I am relatively new to options and have been focusing on buying mostly ATM calls with expiration dates at least 4-6 months away. I was comparing two Jan17 calls, one ATM and the other far OTM. The stock is currently trading at around $14. Based on the theoretical analysis, the ATM call appears to be losing money as soon as it is bought, while the far OTM call (at $20 strike) seems to increase in value when it goes slightly north of $14. I'm just wondering if someone can tell me why these OTM calls can go up when they are so far away from the strike price? Thanks in advance.
It's hard to tell the size of the increase in the Out of the money call to see if it's material.
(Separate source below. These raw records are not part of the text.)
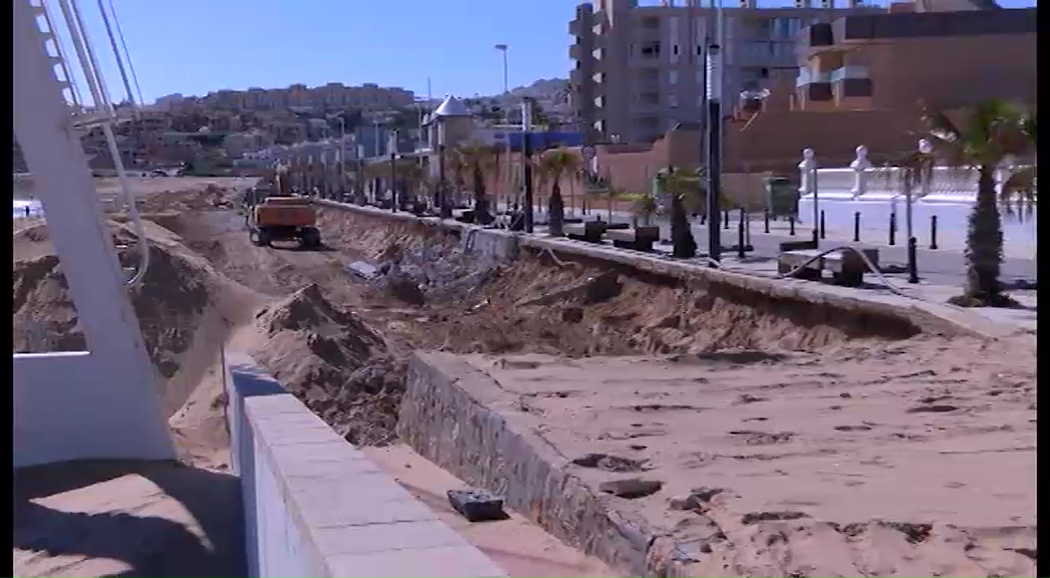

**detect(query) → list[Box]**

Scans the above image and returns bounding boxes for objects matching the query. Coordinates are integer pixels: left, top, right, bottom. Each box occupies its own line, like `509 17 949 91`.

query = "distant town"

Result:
14 79 569 174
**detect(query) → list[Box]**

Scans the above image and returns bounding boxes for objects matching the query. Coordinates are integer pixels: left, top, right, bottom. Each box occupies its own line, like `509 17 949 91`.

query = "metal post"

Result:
798 148 820 246
437 119 452 219
522 131 532 233
707 42 722 267
522 99 533 233
386 130 397 212
736 209 748 259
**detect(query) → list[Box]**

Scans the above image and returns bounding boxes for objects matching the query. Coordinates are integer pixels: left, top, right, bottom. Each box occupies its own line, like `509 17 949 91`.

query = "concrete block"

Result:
295 492 437 528
314 521 467 557
448 490 507 522
328 546 506 578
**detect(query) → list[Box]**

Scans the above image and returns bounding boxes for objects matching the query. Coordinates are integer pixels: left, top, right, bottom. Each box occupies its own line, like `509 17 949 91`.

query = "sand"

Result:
14 179 1035 576
471 339 1036 578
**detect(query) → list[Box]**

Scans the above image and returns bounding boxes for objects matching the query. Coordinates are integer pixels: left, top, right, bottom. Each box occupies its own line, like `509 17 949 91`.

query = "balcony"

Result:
802 22 835 49
795 68 832 88
797 82 835 102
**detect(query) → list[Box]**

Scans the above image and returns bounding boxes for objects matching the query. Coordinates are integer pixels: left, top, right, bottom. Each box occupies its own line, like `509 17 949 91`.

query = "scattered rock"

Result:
886 522 933 544
670 488 725 510
572 454 648 472
448 490 509 522
736 393 769 406
562 307 584 323
740 512 810 525
386 276 426 307
597 478 664 500
908 404 959 413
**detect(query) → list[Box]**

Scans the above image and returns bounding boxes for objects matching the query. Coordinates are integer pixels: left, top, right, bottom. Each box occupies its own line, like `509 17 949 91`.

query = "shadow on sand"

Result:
13 460 246 578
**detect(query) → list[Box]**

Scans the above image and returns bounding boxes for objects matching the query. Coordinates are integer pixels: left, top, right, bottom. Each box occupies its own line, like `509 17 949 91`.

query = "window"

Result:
638 42 659 58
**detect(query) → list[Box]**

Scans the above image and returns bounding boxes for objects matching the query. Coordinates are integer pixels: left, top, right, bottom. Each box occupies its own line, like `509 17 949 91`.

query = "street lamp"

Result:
707 41 722 267
496 44 511 212
522 97 532 233
356 144 368 205
904 139 933 284
798 148 820 247
436 122 452 219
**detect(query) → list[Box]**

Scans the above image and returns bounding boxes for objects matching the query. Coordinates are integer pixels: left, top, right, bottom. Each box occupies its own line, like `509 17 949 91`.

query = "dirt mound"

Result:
252 285 406 446
13 218 224 395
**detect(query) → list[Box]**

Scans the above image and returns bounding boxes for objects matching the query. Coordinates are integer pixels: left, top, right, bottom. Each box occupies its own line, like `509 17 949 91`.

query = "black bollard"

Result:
908 236 919 284
736 209 748 259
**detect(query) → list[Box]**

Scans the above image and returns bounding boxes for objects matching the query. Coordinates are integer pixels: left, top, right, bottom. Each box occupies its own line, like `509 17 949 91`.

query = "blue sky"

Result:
71 0 1035 101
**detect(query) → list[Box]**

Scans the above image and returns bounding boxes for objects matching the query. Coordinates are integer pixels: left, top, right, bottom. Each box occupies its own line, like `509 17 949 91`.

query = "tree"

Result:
656 167 707 259
456 143 496 225
538 148 583 236
394 159 425 211
923 100 1035 307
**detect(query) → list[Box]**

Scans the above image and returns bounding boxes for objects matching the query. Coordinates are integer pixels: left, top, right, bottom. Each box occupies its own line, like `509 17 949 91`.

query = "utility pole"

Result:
522 98 533 233
496 44 517 210
707 44 721 267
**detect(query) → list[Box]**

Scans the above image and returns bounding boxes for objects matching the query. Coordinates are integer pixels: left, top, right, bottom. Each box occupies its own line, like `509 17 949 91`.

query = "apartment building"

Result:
569 0 885 142
792 0 1038 111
And, are you looking at the bid/ask spread or last sale.
Hi rmorse, I'll attach a screenshot. Both the OTM and ATM seem to have about the same spread. https://smile.amazon.com/clouddrive...vL7DPSl3MXm?v=grid&ref_=cd_ph_share_link_copy
Can you tell me the option info for each option. (symbol, month, strike, P/C) Your screen shot is hard for me to follow. I can look at it, on my own. What is this taken from?
Thanks, rmorse. The screen was taken from the OptionsHouse platform. I was specifically looking at symbol : GDX - expiration Jan17 at the $13 and $18 strike prices.
I see a relatively flat Vol skew. If it were more or less yesterday, it might be just the bid/ask spread. See attached. Ignore the downside. Good markets for 01/2017.
Thanks again, rmorse. In general, I try to buy calls that have at least 4-6 months until expiration. In this case, though, I'm really just looking to gain exposure to gold without actually buying the stocks, gold, paper gold, etc. The Jan17 expiry just seemed like the best way to play it.
GLD tracks gold much better than GDX. EDIT: And if you are trading options your results will be much different than the underlying.